Letzte Aktualisierung 22.12.2025

Diese Seite bietet allgemeine, referenzhafte Informationen, die aus offiziellen medizinischen Quellen zusammengetragen wurden. Sie ersetzt keine professionelle medizinische Beratung, Diagnose oder Behandlung. Für Entscheidungen bezüglich Ihrer Gesundheit wenden Sie sich bitte an eine qualifizierte medizinische Fachkraft.

Überblick über Cezarius

Cezarius: Identität, Typ und aktive Zusammensetzung

Cezarius ist ein verschreibungspflichtiges Arzneimittel, das den Wirkstoff Levetiracetam enthält. Pharmakologisch wird dieser als Antiepileptikum (AED) klassifiziert. Levetiracetam ist eine synthetische Verbindung und ein Derivat von Pyrrolidon, das als Antiepileptikum der zweiten Generation anerkannt ist. Dieses Arzneimittel mit einem einzigen Wirkstoff ist für die systemische Anwendung konzipiert, d. h., seine Wirkung verteilt sich im gesamten Körper. Als Markenformulierung ist Cezarius in verschiedenen pharmazeutischen Zubereitungen erhältlich, darunter Filmtabletten zur oralen Einnahme, eine Lösung zum Einnehmen sowie eine Injektionslösung zur intravenösen Verabreichung.


Welcher Arzneimittelklasse gehört Levetiracetam an?

Levetiracetam gehört zur breiteren Klasse der Antikonvulsiva (Krampflösende Mittel).
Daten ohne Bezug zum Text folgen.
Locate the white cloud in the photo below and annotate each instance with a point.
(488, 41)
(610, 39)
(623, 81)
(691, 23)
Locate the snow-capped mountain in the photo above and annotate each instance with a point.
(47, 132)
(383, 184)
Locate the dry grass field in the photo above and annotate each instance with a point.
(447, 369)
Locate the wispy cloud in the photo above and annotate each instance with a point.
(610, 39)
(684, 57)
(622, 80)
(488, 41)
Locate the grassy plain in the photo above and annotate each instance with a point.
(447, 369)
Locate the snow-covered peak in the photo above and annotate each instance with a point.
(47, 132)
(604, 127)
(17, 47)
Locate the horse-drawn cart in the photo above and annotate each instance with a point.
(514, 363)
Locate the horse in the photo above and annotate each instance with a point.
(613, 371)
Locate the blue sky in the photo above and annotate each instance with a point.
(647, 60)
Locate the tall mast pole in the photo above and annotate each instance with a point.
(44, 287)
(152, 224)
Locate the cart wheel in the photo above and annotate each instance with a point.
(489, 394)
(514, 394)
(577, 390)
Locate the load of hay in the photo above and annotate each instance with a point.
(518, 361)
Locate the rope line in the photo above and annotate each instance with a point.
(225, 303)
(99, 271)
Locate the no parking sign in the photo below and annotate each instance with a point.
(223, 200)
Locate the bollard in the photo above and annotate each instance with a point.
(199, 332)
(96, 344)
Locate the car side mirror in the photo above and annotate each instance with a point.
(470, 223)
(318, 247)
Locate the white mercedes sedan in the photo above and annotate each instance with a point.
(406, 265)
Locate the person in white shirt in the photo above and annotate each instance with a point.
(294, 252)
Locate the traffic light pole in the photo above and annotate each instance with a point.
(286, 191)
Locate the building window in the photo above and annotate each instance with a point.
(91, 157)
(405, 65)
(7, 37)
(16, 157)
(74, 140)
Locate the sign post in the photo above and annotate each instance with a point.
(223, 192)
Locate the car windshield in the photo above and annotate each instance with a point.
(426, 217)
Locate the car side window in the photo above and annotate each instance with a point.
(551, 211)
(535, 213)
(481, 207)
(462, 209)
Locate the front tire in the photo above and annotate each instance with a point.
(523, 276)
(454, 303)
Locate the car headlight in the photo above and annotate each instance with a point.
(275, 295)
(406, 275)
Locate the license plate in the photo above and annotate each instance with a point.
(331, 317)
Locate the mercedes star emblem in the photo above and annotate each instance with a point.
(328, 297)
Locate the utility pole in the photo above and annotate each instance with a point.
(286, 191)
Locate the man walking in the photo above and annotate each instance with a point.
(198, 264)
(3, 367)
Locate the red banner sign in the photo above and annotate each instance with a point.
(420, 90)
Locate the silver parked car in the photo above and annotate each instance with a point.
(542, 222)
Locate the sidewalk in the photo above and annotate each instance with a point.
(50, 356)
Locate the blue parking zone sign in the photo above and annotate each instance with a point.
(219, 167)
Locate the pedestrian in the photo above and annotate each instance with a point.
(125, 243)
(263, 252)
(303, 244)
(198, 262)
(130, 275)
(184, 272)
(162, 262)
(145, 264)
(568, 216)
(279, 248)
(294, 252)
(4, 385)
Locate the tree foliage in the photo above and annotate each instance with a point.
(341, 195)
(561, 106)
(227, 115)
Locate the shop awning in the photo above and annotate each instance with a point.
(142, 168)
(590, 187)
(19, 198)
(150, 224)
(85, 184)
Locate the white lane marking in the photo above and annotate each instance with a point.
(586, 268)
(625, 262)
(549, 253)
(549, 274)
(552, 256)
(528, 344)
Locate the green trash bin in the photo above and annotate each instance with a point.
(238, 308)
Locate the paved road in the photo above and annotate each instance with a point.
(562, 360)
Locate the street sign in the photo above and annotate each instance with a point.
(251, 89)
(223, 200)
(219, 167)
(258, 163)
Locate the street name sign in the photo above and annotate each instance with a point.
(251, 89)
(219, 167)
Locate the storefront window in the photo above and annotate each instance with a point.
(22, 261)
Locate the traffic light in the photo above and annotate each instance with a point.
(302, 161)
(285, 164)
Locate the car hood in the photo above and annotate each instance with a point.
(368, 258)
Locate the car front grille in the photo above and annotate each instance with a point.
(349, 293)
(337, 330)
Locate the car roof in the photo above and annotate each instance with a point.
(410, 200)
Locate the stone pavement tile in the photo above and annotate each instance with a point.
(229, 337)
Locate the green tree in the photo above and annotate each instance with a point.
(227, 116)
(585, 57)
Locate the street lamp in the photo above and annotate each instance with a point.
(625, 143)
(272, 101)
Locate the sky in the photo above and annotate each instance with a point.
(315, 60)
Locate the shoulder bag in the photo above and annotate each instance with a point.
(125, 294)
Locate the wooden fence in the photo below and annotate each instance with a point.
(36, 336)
Der allgemeine therapeutische Zweck dieser Medikamente ist die Behandlung neurologischer Störungen, die durch wiederholte, anomale elektrische Signalübertragung im Gehirn gekennzeichnet sind. Es ist klinisch anerkannt für seinen einzigartigen Wirkmechanismus, der es von vielen älteren, etablierten Antiepileptika unterscheidet. Es dient als gezielter Wirkstoff im zentralen Nervensystem, der dabei hilft, das elektrische Gleichgewicht zu regulieren und dem Problem der neuronalen Übererregbarkeit entgegenzuwirken. Damit bietet es eine Behandlungsoption für ein breites Spektrum von Patientenaltersgruppen.


In welchem Zusammenhang steht Cezarius mit der Epilepsiebehandlung?
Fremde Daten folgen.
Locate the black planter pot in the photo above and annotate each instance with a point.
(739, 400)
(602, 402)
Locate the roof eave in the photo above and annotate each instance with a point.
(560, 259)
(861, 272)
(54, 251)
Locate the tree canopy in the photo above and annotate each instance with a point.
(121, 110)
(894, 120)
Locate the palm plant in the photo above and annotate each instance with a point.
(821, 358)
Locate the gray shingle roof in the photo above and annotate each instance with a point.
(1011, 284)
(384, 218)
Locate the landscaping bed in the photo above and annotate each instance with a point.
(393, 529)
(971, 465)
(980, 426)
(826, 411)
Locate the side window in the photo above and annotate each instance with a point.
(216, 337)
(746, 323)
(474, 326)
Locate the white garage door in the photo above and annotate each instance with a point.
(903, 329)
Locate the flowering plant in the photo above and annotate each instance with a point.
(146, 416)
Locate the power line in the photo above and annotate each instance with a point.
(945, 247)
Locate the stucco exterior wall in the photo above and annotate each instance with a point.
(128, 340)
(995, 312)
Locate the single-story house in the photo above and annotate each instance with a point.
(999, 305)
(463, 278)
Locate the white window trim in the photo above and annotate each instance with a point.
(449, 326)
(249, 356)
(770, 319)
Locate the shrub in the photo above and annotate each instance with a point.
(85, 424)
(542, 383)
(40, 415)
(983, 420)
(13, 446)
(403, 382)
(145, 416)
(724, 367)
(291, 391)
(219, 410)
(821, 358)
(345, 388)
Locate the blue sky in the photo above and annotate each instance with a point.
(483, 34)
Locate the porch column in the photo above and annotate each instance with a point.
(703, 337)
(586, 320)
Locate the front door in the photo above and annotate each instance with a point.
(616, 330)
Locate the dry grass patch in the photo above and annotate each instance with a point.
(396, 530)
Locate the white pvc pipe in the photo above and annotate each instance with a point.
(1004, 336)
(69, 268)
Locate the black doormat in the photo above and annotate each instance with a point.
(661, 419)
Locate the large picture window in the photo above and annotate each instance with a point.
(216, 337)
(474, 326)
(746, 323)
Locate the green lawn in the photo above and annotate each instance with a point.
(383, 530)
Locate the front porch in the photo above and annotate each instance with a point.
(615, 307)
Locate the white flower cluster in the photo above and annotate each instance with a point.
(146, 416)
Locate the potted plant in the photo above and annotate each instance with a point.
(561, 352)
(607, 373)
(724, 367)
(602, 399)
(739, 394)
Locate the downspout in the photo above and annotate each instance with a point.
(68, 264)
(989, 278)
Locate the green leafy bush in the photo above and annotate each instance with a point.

Der primäre Wirkmechanismus von Cezarius beinhaltet seine Interaktion mit dem synaptischen Vesikelprotein 2A (SV2A), welches die Freisetzung chemischer Signale zwischen Nervenzellen reguliert. Durch die Modulation dieser Signalübertragung trägt das Medikament dazu bei, die Wahrscheinlichkeit plötzlicher, gleichzeitiger (hypersynchronisierter) elektrischer Entladungen, die ein Anfallsereignis kennzeichnen, zu reduzieren. Der allgemeine Zweck besteht darin, als Stabilisator der Gehirnaktivität zu fungieren, um so einen validierten therapeutischen Ansatz zu bieten. Dieser hilft Personen mit Anfallsleiden dabei, die Häufigkeit oder die Schwere ihrer Ereignisse, wie sie typischerweise bei partiell beginnenden Anfällen auftreten, zu kontrollieren.

Welche Nebenwirkungen sind bei Cezarius möglich?
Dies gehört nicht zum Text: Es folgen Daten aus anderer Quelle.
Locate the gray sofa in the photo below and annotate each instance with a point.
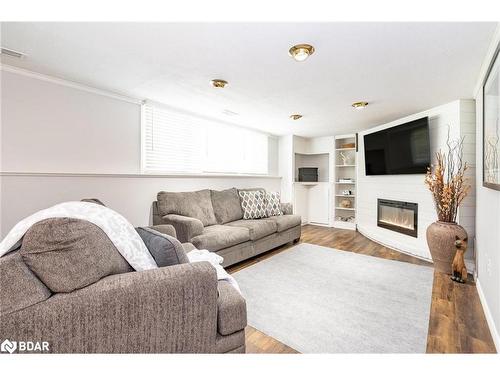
(87, 299)
(213, 220)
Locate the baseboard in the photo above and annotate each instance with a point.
(489, 316)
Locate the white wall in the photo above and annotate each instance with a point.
(411, 188)
(487, 220)
(59, 142)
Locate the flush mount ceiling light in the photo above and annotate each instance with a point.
(219, 83)
(12, 53)
(360, 105)
(300, 52)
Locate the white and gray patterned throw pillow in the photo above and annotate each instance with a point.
(253, 203)
(273, 205)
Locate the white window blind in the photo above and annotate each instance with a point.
(174, 142)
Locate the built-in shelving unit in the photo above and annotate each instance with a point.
(345, 182)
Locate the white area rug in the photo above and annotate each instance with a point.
(322, 300)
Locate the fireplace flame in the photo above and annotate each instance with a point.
(398, 217)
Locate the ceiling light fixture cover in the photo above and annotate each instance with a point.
(360, 105)
(300, 52)
(219, 83)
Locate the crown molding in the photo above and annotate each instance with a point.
(67, 83)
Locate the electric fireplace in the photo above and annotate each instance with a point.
(398, 216)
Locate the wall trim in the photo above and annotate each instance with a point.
(68, 83)
(489, 317)
(131, 175)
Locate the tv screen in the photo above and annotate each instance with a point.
(403, 149)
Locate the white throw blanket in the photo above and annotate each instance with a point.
(115, 226)
(216, 261)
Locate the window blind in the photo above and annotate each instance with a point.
(174, 142)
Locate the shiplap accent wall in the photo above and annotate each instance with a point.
(459, 117)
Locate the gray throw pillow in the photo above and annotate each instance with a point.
(68, 254)
(166, 250)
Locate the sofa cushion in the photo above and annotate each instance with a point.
(216, 237)
(19, 287)
(166, 250)
(231, 309)
(68, 254)
(273, 204)
(285, 222)
(196, 204)
(253, 203)
(227, 206)
(258, 228)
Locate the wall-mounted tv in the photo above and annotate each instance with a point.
(402, 149)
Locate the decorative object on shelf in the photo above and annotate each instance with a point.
(348, 145)
(491, 125)
(458, 267)
(218, 83)
(300, 52)
(346, 203)
(308, 174)
(447, 182)
(344, 158)
(359, 105)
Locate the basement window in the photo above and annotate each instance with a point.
(174, 142)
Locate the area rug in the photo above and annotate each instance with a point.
(322, 300)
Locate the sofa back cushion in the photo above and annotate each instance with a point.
(19, 287)
(166, 250)
(196, 204)
(68, 254)
(227, 206)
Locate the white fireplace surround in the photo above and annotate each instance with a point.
(460, 117)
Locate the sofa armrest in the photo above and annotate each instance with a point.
(231, 309)
(287, 208)
(185, 227)
(165, 229)
(164, 310)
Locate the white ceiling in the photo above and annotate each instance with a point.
(400, 68)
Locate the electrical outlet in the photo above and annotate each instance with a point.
(488, 266)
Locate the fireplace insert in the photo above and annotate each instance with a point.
(398, 216)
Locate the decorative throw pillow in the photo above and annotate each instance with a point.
(166, 250)
(253, 203)
(273, 204)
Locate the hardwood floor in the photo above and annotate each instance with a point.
(456, 324)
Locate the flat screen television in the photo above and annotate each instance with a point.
(402, 149)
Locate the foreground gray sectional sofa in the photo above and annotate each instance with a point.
(213, 220)
(68, 285)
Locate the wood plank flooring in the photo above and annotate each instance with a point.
(456, 324)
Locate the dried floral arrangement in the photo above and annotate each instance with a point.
(446, 180)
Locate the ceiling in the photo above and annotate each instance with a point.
(399, 68)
Mögliche Nebenwirkungen und wichtige Sicherheitshinweise

Die unerwünschten Wirkungen und Sicherheitsmerkmale des aktiven Wirkstoffs Levetiracetam sind in den offiziellen behördlichen Kennzeichnungen systematisch dokumentiert. Die Klassifizierung erfolgt dabei nach der in klinischen Studien beobachteten Häufigkeit sowie dem betroffenen physiologischen System.

Häufigkeitsklassifizierte Nebenwirkungen

Zu den als Sehr Häufig eingestuften unerwünschten Reaktionen (die bei 10 % oder mehr der Patienten auftreten) gehören Somnolenz (Schläfrigkeit), Kopfschmerzen und Nasopharyngitis (eine häufige Infektion der Nase und des Rachens). Zu den als Häufig eingestuften Reaktionen (1 % bis weniger als 10 % der Patienten) zählen Auswirkungen auf verschiedene Systeme, darunter Schwindel, Müdigkeit sowie Magen-Darm-Beschwerden wie Durchfall, Übelkeit und Dyspepsie (Verdauungsstörungen).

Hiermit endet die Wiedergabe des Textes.